Cybersecurity, telematics, and the future of connected shops top list at summit
Long Beach, Calif.—The 2016 Auto Care Industry Summit, presented by CAWA, ASCCA, and the Auto Care Association, June 24, at the Maya Hotel, brought together industry experts and shop owners to discuss issues that focused on cybersecurity and its relationship to telematics, and how they will affect the future of connected shops.
The keynote speaker, THEIA Labs’ Craig Smith, who works with automakers to find software vulnerabilities, and author of The Car Hacker’s Handbook, provided a basic understanding of how cybersecurity and telematics are linked and what it means to the future of vehicle development, parts distribution, and vehicle diagnostics and repair.
“Connecting cars to the internet and cloud-based services has clear benefits for both drivers and passengers with features ranging from navigation systems with live search functions to streaming audio options,” Smith said. “But along with connectivity comes a certain level of risk and cybersecurity concerns that include hacking.”
The same connectivity may also offer a solution to cybersecurity concerns in the form of over-the-air updates. And better computing power in a vehicle could offer a panacea, as well.

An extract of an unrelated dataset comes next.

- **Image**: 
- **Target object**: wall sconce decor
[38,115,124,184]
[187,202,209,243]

“Any vehicle on the market right now is susceptible to hacking because the most critical weakness is any type of wireless connectivity, such as telematics and infotainment, which offers a very large attack surface that encompasses Bluetooth, cellular, near field communications (NFC), and digital radio plus a link to the vehicle’s internal CAN (Controller Area Network) bus that is usually unprotected,” he said.
Smith said legacy safety standards (for software or hardware that has been superseded but is difficult to replace because of its wide use – ISO 26262 the most current standard) don’t address hacking, but rather deal with parts failing, and system safety testing.

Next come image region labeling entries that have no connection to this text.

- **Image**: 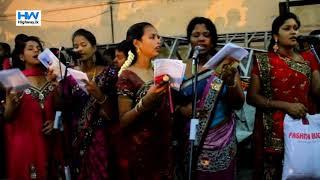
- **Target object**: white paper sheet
[68,68,89,94]
[203,43,249,69]
[0,68,30,91]
[38,48,66,81]
[153,59,186,90]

Some hacking-related safety standards do exist in draft form at SAE International and other standard-setting organizations but more is needed, he said.

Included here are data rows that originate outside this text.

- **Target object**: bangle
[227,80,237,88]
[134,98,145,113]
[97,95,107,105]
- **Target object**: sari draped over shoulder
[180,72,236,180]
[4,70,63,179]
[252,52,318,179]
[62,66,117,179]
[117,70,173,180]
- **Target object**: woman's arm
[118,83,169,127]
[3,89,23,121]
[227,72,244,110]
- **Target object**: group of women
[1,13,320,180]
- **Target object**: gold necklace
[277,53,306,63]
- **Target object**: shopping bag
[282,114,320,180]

Connected shops are the future
“Connected Shops are the Future” featured panelists Kevin Donohoe, owner of Pacific Motor Service; Dennis Montalbano, owner of German Auto Repair; Nate Smith, owner of Nate Smith Optimal Auto Care; and John Villa, owner of Villa Automotive.
“All of our techs have tablets, laptops, and computers, so we’re already connected shops,” Montalbano said. “We just need the OEMs to provide complete access to telematics information.”
Smith added, “Even cell phones are now tools; we use them for texting and emailing customers. And with the third-party OBD port devices available, vehicle information and diagnostics are also possible.”
Donohoe said, “There is a huge difference between vehicles of the technology of 1980s to today. We have to find common language that the customer can understand and relate to in explaining needed repairs.”
Dennis Montalbano, president of ASCCA, and Greg Livingston, CAWA chair of the board, provided welcoming remarks. Aaron Lowe, Auto Care Association, senior vice president, regulatory and government affairs, introduced master of ceremonies, Bill Hanvey, president and CEO of the Auto Care Association.
“We are pleased that these auto care industry leaders and association members took the time to attend the summit to discuss these contemporary issues that affect us all,” said Rodney Pierini, CAWA president and CEO.